A Battle for Gentrification: A. Cooke Pie & Eel Closes For Good



In memorium:  A.Cooke Pie and Eel Shop 1899-2015

They had been queuing for weeks, for hours on the weekends, the lost tribe of West London. Shepherds Bush, massively multi racial and as diverse as anywhere in diverse London, culinary home to falafel joints, Syrian flat bread stores, Eritrean sour dough pancakes, Sichuan hot pot, and American Five Guys burgers, was saying goodbye to its oldest and most English of its institutions, A.Cooke’s Pie and Eel shop.

Since 1899 A.Cooke and his descendants had been serving one of London’s simplest and fastest menus, one or two meat pies, a scoop of mash potato, and a ladleful of ‘liquor’: a thin parsley sauce. For the really adventurous, stewed eel was the only alternative. Jellied eels –simply stewed eels cooled in their own gelatinous juice — had disappeared from the menu a few years ago.


A.Cooke was closing, victim to the redevelopment of Shepherds Bush market, a row of Indian fabric shops and cafes to be replaced by a four story block of London’s latest financial craze, ubiquitous and unaffordable luxury flats.

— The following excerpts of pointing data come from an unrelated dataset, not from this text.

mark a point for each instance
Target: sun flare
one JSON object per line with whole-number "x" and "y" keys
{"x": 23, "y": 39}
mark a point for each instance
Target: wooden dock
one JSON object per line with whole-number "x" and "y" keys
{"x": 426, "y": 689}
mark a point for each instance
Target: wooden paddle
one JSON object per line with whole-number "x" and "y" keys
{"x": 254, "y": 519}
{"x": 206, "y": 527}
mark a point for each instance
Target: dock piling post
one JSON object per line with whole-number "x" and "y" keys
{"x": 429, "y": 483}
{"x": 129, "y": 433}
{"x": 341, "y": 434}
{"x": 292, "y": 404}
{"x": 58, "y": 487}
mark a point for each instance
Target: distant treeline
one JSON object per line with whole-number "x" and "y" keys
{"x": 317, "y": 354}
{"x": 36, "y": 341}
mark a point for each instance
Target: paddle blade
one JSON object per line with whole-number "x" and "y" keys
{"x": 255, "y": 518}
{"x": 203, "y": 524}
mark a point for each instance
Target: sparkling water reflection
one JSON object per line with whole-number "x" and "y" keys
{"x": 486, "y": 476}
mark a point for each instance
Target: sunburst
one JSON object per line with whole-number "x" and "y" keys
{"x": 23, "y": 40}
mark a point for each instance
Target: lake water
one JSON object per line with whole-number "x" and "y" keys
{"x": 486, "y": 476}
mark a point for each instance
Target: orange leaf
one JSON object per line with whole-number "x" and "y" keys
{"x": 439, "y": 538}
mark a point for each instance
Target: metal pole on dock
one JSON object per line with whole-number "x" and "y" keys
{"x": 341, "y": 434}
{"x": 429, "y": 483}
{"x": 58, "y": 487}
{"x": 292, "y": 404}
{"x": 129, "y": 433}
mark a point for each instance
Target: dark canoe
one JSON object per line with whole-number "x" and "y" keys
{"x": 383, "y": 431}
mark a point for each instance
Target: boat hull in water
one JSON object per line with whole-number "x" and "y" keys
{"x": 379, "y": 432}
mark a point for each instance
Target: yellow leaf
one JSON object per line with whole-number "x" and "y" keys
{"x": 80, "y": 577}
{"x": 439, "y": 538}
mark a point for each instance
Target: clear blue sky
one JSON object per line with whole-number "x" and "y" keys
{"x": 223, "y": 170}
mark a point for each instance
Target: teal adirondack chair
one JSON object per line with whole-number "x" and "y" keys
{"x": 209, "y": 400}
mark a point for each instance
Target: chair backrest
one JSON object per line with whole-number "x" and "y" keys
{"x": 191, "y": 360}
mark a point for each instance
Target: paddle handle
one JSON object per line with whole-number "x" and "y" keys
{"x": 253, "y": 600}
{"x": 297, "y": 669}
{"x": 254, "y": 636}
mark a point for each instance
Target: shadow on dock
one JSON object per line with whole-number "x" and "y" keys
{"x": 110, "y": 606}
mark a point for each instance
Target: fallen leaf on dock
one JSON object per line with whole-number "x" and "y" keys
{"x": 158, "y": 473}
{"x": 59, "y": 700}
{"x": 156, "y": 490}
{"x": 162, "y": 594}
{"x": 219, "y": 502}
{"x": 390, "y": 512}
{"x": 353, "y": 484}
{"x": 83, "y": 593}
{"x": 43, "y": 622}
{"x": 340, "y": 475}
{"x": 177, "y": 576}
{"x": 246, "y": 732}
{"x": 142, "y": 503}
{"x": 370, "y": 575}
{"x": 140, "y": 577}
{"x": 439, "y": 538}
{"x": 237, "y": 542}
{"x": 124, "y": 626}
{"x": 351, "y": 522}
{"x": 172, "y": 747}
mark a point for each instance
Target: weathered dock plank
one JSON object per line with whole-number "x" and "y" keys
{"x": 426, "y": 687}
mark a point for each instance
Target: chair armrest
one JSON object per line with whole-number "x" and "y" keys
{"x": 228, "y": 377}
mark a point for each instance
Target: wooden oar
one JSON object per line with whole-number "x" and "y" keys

Unlike the rest of the area, the market had evolved and declined. Formerly a street market of fruit and veg for the locals, it had been taken over by extended families of Afghani Sikhs selling identical nylon clothes… its survival was a financial mystery.


We queued on the last Saturday of trading, shamefacedly on a sociological rather than a culinary excursion. For diverse Shepherds Bush the queue was an exclusively white group, three or four generations greeting old friends, reminiscing on the old, often poor and grim days of their youth. This was the old white working class of West London, before they fled to the outer suburbs. As we waited a group of mods on Lambretta scooters arrived, flying their fox tails and Union jacks from whip antennas, middle aged, paunchy but proud in their fur lined parkas. Arriving to pay tribute to the cafe where they would have met up after a weekend’s rumble in Brighton, settling half a dozen pints with a serving of pie and mash, thirty years ago if it was yesterday.


The cafe featured in Quadrophinia, the movie of the Who’s mod album, and close examination of stills from the thirty five year old film shows the tables and benches had not changed. Neither has the food: the pastry spongy, the meat mysterious and chewy in an odd dark medium of sweet burnt onion. The liquor was a thin, pale, floury, salty gruel with specks of parsley. It was most definitely food you had to grow up with.  My partner, Belinda, bravely ate some of her pie as I sucked on the needle sharp eel bones with gusto before finishing her plate, sopping up the sauce with the last of the gummy mash.


We left the cafe with a queue a hundred yard long: mods, grandparents,babies in buggies, three camera crews all waiting their turn at nostalgic nosh.

Don’t feel sorry for the direct descendants of A Cooke who were sweating away behind the serving counter…according to the Daily Mirror they sold the name and business to the developers for a cool seven figure sum ! Expect a branch of A Cooke and their mystery meatpies opening in a shopping complex near you…soon.


Nick Turner is a photographer, amateur historian, and lover of all things Brit and Belinda.